Many cats are unbothered by mice, and it’s a myth that they will always catch them.
Yet, cats and dogs are curious animals, and if they take an interest in a particular spot under a kitchen cupboard, it’s time to look out for mice.
Since cats and dogs hear much better than we do, they can detect mice long before.
Recognizing droppings and urine
Mouse’s urine or droppings are good indicators that these rodents are around. Let’s see what we have discovered about them till now.
Mice can remain hidden for a long time before you suspect a problem.
Yet, spotting mouse urine is relatively easy, as these rodents dribble urine as they travel along.
Mice frequently urinate, leaving a strong ammonia-like smell. Imagine that a typical house mouse deposits several hundred tiny urine droplets on average in 24 hours.
Tip: When exterminators check for rodent infestations, they use a black light to check for mouse urine. Mouse urine glows under UV light!
And since they usually follow the same trails repeatedly (we mentioned rodent runways), these routes accumulate a large amount of rodent urine.

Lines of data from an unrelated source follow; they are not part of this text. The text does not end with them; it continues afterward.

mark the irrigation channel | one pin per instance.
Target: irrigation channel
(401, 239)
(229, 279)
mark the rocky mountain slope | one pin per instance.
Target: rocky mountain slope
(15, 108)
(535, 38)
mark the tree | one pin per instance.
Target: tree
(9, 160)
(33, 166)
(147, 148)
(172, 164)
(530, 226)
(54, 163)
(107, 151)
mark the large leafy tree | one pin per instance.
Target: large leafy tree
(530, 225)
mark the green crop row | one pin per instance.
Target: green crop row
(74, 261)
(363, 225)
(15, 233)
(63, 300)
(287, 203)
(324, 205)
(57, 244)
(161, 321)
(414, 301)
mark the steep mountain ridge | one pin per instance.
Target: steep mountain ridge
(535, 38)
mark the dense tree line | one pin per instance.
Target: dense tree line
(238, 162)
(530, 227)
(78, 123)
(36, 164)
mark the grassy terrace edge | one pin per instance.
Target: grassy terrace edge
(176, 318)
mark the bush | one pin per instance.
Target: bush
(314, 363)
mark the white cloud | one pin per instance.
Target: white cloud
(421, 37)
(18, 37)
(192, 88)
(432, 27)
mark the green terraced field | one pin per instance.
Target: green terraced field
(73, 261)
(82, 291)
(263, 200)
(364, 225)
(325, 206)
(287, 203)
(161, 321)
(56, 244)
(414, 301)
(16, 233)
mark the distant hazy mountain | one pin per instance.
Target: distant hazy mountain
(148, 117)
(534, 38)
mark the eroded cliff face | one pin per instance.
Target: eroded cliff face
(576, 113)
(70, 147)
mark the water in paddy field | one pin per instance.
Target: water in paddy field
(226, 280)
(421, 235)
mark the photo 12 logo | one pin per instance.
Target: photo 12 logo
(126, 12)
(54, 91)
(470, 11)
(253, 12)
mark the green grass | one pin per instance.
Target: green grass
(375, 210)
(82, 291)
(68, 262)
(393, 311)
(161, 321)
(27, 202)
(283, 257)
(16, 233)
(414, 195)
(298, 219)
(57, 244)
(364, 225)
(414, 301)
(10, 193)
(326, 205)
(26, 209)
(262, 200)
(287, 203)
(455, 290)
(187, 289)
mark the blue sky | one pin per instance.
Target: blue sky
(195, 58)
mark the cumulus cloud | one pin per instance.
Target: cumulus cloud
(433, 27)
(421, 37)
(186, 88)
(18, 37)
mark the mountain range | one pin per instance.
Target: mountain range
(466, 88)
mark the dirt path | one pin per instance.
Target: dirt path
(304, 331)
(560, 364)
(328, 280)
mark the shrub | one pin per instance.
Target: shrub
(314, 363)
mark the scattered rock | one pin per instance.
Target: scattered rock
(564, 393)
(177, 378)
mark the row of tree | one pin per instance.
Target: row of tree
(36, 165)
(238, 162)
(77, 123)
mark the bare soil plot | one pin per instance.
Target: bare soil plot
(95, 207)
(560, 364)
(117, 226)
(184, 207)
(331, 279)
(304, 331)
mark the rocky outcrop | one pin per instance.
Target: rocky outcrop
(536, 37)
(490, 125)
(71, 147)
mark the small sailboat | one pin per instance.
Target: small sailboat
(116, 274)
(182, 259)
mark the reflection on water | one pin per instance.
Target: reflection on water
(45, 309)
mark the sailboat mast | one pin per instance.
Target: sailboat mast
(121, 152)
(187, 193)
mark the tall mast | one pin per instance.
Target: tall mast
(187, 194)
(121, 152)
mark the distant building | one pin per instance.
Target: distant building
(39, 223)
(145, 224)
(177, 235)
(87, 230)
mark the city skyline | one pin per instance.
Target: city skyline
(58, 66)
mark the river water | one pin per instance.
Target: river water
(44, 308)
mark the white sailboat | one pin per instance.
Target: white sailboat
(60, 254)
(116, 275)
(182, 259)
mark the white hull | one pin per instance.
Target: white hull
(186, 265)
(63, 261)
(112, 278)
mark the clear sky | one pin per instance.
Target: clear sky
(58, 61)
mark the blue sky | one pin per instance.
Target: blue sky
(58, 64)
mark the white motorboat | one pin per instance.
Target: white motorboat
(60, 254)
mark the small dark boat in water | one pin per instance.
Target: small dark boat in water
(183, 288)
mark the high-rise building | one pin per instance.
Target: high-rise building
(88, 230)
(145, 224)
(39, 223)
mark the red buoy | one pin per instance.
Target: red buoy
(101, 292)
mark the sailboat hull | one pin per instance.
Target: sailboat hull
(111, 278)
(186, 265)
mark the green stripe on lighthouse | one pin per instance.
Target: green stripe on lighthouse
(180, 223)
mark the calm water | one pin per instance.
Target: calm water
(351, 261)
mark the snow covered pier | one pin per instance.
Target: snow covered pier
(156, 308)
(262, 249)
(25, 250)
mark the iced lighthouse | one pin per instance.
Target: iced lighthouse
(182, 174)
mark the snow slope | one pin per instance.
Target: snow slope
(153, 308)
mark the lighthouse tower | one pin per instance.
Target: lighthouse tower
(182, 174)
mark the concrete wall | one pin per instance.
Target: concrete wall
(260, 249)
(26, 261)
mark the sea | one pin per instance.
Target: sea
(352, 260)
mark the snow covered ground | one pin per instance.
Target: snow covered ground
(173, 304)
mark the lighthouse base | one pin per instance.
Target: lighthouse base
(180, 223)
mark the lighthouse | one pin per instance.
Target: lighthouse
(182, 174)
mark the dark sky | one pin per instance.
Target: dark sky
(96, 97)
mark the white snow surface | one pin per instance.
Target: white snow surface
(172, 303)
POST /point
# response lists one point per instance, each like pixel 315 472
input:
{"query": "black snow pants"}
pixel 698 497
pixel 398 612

While fresh mouse urine smells like ammonia, a fermented one can smell like damp wood.
What do mouse urine stains look like?
Rodent urine is a thin line of dots, drops, or streaks running through vertical surfaces between cartons and bags.
Rodent urine often will have tail drag marks through the fluorescing deposit.
Tip: Wash rodent urine, whether it’s mouse and rat, droppings, and contaminated nesting materials, with commercial disinfectant or bleach solution (a mixture of bleach and water). Remember to follow the manufacturer’s instructions, use recommended concentration, and wear rubber gloves!
So if you find small patches of urine, you’ll know it’s time to invest in pest control.
Other indicators of mice infestation are urine pillars. These occur when we’re dealing with a heavy rodent infestation.
When grease, dirt, and hair combine with mouse urine, this mixture creates small mounds known as urine pillars.
To identify mouse urine pillars, check for dirt, grease marks, and buildup around your property.
Mice defecate everywhere they go, and they do it often.
Just as in the case of urine, seeing their droppings is a sign that the rodents have inhabited your space.
After noticing a distinct and unpleasant smell and strange markings on your walls, get ready to look for mouse droppings.
Mouse feces indicate areas where they are most active.
These small black and dark droppings measure approximately 3 to 6 mm long. They are pellet-shaped and granular.